With wind generation one of the fastest-growing renewable energy sectors in the world, Flinders University experts are using machine learning and other signal processing techniques to characterise annoying noise features from wind farms.
Two new publications from the ongoing Wind Farm Noise Study take another step towards improving wind turbine noise assessment methods, guidelines and wind turbine design to make wind energy more acceptable to surrounding communities.
The new studies find that night-time ‘swoosh’ sound – technical referred to as ‘amplitude modulation’ (AM) – from wind turbines is likely to be heard by neighbouring residents up to five times more often than during day-light hours, depending on wind direction, season and wind farm distance.
For the first time, the research led by Flinders University PhD candidate Duc Phuc (‘Phuc’) Nguyen and acoustic expert Dr Kristy Hansen has combined long-term monitoring of wind farm noise with machine learning and available knowledge to quantify and characterise AM in wind turbine noise.
“We found that the amount of amplitude modulation present during the daytime versus night-time varies substantially occurring two to five times more often during the night-time compared to the daytime,” says Mr Nguyen.
“The noise seems to worsen after sunset when amplitude modulation can be detected for up to 60% of the night-time at distances around 1 km from a wind farm.
“At greater than 3 km, amplitude modulation also occurs for up to 30% of the night-time.”

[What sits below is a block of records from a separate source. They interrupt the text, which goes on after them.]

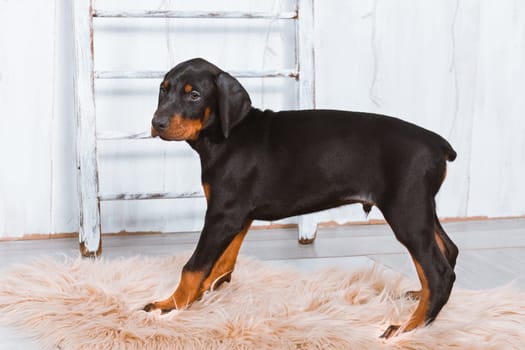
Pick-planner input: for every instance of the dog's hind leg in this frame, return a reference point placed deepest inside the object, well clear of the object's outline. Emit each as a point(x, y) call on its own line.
point(412, 220)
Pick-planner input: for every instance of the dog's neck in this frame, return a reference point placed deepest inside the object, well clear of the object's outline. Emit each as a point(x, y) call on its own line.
point(211, 139)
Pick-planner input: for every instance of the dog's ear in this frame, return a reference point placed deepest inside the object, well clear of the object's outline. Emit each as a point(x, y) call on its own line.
point(233, 102)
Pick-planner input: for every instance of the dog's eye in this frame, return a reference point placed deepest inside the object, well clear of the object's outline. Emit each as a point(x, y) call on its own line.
point(195, 95)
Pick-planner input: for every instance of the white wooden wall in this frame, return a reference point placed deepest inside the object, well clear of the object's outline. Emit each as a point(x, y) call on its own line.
point(456, 67)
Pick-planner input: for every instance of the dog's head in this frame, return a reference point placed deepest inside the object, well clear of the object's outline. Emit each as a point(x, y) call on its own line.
point(195, 95)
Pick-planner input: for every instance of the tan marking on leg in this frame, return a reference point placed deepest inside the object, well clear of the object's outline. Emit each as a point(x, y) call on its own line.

The Wind Farm Noise Study, based at the Adelaide Institute for Sleep health at Flinders University, is investigating noise characteristics and sleep disturbances at residences located near wind farms. The association between wind turbine noise and adverse effects on humans is an ongoing debate.

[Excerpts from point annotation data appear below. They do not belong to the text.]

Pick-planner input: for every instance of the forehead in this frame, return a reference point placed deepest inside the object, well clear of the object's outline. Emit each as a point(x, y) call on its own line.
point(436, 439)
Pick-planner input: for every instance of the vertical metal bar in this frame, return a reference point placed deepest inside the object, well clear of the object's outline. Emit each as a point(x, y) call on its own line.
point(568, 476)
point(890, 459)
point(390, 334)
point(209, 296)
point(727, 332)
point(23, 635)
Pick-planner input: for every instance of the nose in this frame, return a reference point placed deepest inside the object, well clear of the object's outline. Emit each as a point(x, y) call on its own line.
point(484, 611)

Dr Hansen says the directional nature of wind turbine noise means residents living in downwind and crosswind conditions are likely to be more disturbed by wind turbines.
“We found that AM occurs most often during these wind directions,” she says. “Using these recent advances in machine learning, we have been able to develop an AM detection method that has a predictive power close to the practical limit set by a human listener”.

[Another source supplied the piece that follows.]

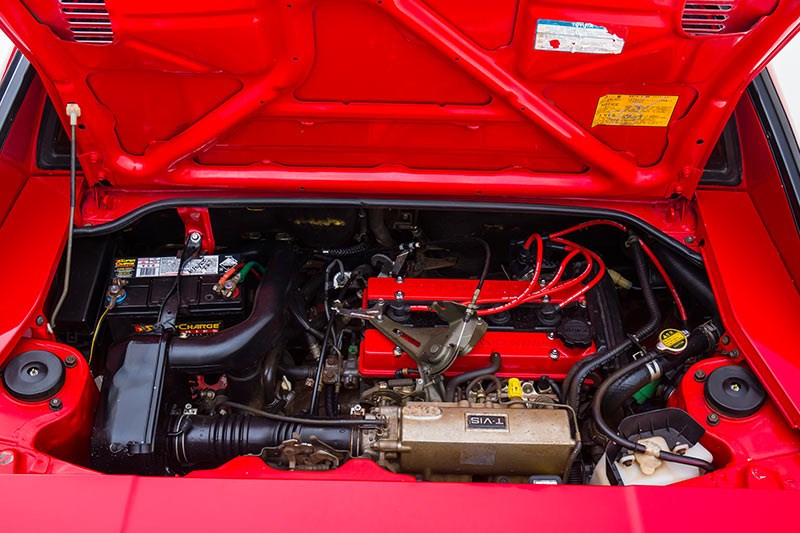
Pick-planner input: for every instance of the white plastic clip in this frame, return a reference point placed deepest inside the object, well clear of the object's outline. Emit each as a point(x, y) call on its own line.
point(74, 111)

“This includes the noise that increases and decreases as the blades rotate, or AM, including a ‘swoosh’ sound, which further contributes to the negative effects of wind turbine noise.
“These studies advance our ability to measure and monitor the noise from wind turbines that is likely to be more annoying that other noise types at the same level.”
One paper, Long-term quantification and characterisation of wind farm noise amplitude modulation (2021), by Phuc D Nguyen, Kristy L Hansen, Peter Catcheside, Colin H Hansen and Branko Zajamsek has been published in Measurement DOI: 10.1016/j.measurement.2021.109678
And Benchmark characterisation and automated detection of wind farm noise amplitude modulation (2021) by PD Nguyen, KL Hansen, B Lechat, P Catcheside, B Zajamsek and CH Hansen, has been published in Applied Acoustics (Elsevier) DOI: 10.1016/j.apacoust.2021.108286
Acknowledgements: The studies were funded by the Australian Government NHMRC (project grant 1113571) and Australian Research Council grants DP120102185 and DE180100022.